United States government officials have announced a proposal to extend temporary waivers for international minimum flight requirements at some of the busiest American airports through late October due to the impact of the coronavirus pandemic.
According to Reuters.com, the Federal Aviation Administration (FAA) previously passed flight slot requirements at several of the most congested U.S. airports to ensure international passenger air travel remained elevated, but COVID-19 forced the agency to issue waivers.
The FAA is now proposing an extension of the temporary waivers scheduled to expire this fall for Ronald Reagan Washington National Airport and two facilities in New York City, John F. Kennedy International Airport and LaGuardia Airport.
“Based on global vaccination rates, changing infection rates and the threat of new virus strains, continued unpredictability of travel restrictions, and the disparity between demand for domestic air travel and demand for international air travel, extending the current limited, conditional waiver for international operations by all carriers, is reasonable,” an FAA spokesperson told Reuters.
Government officials have also launched a temporary extension review process for other major airports in Chicago, New Jersey, Los Angeles and San Francisco.
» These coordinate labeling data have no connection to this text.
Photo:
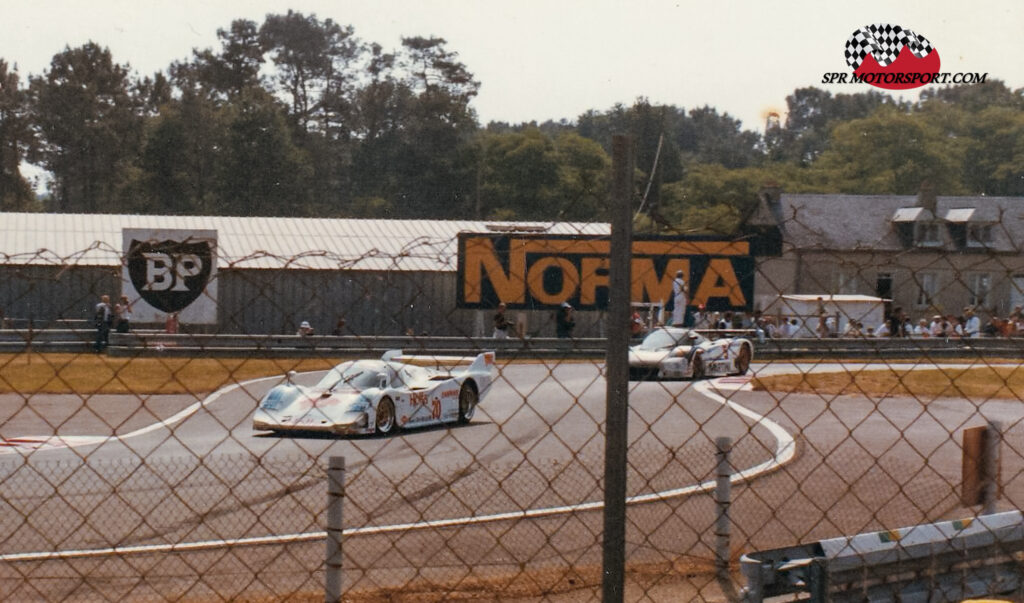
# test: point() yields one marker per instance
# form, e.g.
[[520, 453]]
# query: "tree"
[[15, 192], [892, 153], [311, 58], [89, 127], [811, 115], [262, 172], [232, 71]]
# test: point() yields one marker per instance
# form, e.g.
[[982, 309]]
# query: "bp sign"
[[167, 271]]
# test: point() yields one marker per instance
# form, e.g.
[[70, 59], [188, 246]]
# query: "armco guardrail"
[[152, 342], [944, 561]]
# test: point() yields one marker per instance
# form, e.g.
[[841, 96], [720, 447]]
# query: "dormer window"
[[927, 234], [979, 234]]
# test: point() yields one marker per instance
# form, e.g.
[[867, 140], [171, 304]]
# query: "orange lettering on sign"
[[646, 283], [590, 280], [480, 258], [570, 280], [720, 281]]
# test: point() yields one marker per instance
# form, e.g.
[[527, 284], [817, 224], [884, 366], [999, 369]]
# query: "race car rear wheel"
[[468, 397], [386, 421], [743, 359]]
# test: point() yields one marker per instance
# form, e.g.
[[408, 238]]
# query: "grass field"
[[976, 383]]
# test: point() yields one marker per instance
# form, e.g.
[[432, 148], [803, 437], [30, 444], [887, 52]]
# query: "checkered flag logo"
[[884, 42]]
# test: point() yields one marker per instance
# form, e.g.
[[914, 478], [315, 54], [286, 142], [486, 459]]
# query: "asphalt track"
[[555, 414]]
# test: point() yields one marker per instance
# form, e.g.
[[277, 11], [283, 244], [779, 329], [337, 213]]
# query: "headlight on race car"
[[360, 404]]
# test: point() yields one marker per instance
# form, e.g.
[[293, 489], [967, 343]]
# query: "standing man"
[[678, 300], [972, 324], [102, 318], [501, 322], [564, 322]]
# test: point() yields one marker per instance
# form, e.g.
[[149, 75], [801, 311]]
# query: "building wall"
[[276, 301], [951, 277]]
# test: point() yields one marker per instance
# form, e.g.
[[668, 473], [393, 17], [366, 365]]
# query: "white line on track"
[[784, 453]]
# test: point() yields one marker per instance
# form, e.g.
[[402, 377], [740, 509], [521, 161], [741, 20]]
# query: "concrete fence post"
[[723, 498], [335, 498], [990, 470]]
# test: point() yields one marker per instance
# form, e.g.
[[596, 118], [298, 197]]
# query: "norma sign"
[[528, 271], [170, 271]]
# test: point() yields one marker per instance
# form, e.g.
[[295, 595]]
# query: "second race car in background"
[[671, 352]]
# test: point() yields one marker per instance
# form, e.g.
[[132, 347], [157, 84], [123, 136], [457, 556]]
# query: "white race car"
[[381, 396], [671, 352]]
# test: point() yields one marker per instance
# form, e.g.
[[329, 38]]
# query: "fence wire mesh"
[[132, 467]]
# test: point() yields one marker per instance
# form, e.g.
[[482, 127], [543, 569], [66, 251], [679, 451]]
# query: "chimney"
[[926, 197], [770, 194]]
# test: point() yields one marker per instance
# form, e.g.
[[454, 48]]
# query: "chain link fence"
[[131, 470]]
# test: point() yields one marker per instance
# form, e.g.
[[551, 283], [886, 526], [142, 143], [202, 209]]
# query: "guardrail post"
[[335, 498], [723, 498], [616, 372]]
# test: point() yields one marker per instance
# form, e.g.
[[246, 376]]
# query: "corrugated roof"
[[258, 242]]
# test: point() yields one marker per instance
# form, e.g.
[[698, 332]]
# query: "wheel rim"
[[743, 359], [467, 402], [385, 416]]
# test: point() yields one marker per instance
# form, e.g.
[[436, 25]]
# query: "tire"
[[698, 370], [385, 422], [468, 398], [743, 359]]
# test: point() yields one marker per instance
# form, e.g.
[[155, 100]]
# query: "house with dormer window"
[[930, 254]]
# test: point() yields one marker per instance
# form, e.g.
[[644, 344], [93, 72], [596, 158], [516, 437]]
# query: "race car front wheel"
[[698, 370], [386, 421], [467, 401], [743, 359]]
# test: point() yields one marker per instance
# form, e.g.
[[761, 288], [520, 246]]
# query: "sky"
[[551, 59]]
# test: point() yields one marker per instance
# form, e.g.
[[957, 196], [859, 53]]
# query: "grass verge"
[[96, 374]]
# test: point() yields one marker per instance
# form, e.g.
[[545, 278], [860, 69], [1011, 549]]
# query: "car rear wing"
[[482, 362]]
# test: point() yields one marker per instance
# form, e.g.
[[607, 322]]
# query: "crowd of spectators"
[[897, 324]]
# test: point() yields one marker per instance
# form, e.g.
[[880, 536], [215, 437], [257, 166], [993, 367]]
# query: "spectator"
[[171, 325], [564, 322], [122, 313], [700, 318], [636, 325], [972, 324], [102, 318], [502, 322], [678, 300]]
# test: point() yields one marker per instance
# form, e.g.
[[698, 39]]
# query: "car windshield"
[[279, 398], [355, 375], [662, 339]]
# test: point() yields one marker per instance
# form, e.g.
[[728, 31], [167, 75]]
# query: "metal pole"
[[990, 470], [723, 497], [335, 498], [616, 371]]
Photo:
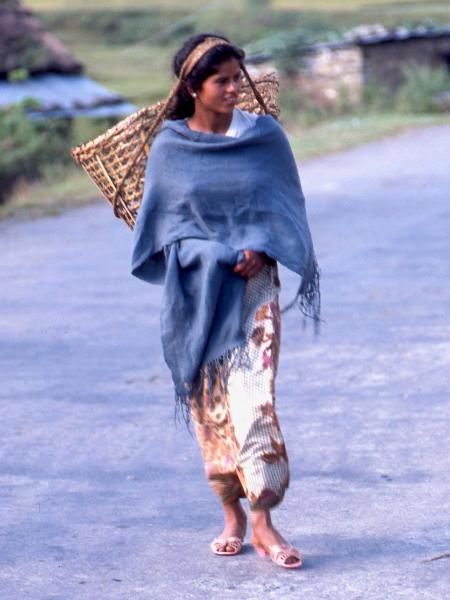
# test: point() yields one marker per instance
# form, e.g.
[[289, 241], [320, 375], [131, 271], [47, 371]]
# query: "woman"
[[222, 204]]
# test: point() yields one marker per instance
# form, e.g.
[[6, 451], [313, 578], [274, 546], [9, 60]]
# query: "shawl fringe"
[[308, 300], [217, 370]]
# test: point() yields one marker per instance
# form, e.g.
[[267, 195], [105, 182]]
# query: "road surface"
[[102, 497]]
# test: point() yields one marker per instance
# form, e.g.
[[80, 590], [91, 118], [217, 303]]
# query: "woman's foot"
[[231, 539], [267, 540]]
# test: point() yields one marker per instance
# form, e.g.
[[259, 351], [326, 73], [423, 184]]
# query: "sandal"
[[280, 554], [218, 544]]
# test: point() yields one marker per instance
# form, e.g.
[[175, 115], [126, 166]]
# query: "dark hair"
[[183, 104]]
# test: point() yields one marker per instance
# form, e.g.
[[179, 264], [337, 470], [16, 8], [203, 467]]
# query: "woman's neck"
[[209, 122]]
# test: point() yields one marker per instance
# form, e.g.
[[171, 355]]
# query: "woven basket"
[[107, 158]]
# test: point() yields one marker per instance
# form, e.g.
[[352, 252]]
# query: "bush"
[[26, 146], [420, 86]]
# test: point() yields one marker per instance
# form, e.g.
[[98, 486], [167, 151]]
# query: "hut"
[[367, 55], [35, 64]]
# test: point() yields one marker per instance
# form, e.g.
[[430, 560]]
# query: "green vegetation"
[[27, 146], [420, 87], [128, 48]]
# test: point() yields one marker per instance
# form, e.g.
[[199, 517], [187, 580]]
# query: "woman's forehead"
[[229, 67]]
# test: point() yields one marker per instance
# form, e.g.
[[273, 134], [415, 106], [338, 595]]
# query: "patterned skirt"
[[237, 428]]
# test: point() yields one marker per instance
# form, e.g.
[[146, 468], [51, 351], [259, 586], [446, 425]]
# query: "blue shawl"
[[206, 198]]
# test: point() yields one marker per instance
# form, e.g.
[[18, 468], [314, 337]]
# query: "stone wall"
[[331, 77], [384, 62]]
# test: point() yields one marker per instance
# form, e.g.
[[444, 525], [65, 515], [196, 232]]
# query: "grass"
[[67, 188], [347, 132], [71, 187], [128, 61]]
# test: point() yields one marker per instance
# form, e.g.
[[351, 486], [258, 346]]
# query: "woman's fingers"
[[251, 265]]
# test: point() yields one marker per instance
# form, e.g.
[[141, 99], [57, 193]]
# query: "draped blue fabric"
[[206, 198]]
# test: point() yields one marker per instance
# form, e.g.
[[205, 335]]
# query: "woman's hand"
[[251, 265]]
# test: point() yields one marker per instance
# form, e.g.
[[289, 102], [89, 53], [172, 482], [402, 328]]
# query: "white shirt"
[[241, 121]]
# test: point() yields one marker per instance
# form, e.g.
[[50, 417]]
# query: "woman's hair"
[[183, 104]]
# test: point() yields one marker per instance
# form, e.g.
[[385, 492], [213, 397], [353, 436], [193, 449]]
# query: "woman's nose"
[[233, 87]]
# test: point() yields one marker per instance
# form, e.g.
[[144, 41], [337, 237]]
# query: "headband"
[[199, 52]]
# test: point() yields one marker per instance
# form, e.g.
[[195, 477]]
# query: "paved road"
[[102, 497]]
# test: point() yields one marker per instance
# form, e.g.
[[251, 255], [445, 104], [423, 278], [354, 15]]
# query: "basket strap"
[[140, 148], [157, 122], [255, 89]]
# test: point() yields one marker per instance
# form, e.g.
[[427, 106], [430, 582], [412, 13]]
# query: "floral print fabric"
[[237, 427]]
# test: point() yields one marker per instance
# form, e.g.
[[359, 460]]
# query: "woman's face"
[[219, 92]]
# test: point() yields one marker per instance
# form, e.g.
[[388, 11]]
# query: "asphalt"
[[103, 497]]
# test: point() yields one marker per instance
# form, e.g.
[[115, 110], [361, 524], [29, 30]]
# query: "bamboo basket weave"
[[116, 160]]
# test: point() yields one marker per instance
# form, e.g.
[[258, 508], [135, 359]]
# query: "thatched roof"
[[24, 44]]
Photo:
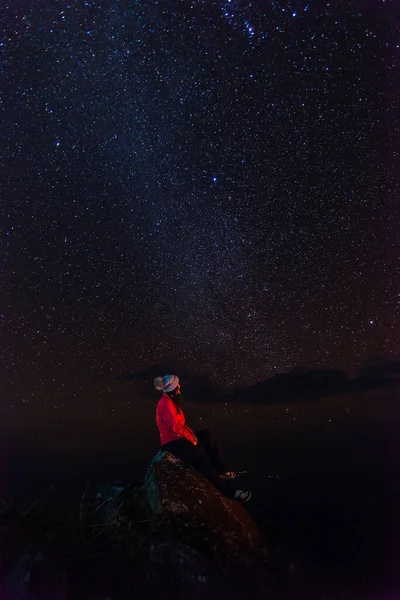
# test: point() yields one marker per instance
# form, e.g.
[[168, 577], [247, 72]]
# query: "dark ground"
[[326, 492]]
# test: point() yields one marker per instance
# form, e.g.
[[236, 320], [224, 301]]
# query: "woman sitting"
[[199, 449]]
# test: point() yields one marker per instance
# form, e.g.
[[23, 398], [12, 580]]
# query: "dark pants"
[[205, 458]]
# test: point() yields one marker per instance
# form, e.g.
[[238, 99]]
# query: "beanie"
[[166, 383]]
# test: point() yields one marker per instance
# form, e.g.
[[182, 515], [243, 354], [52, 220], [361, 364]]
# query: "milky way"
[[205, 182]]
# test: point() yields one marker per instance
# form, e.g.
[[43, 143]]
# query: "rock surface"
[[189, 506]]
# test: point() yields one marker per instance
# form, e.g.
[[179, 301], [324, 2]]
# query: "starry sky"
[[210, 183]]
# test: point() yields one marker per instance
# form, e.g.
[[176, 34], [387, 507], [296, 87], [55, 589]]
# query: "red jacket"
[[171, 423]]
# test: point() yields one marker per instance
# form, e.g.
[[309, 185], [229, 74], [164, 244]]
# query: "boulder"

Before the pandemic, the FAA required airlines to use international slots at least 80 percent of the time to maintain them.
International air travel was down 46 percent in 2021 compared to pre-pandemic levels, but the 61 million arrivals last year exceeded the 34 million registered in 2020. As a result, officials from American Airlines, Delta Air Lines and United Airlines submitted a joint proposal to extend the temporary international slot usage rules.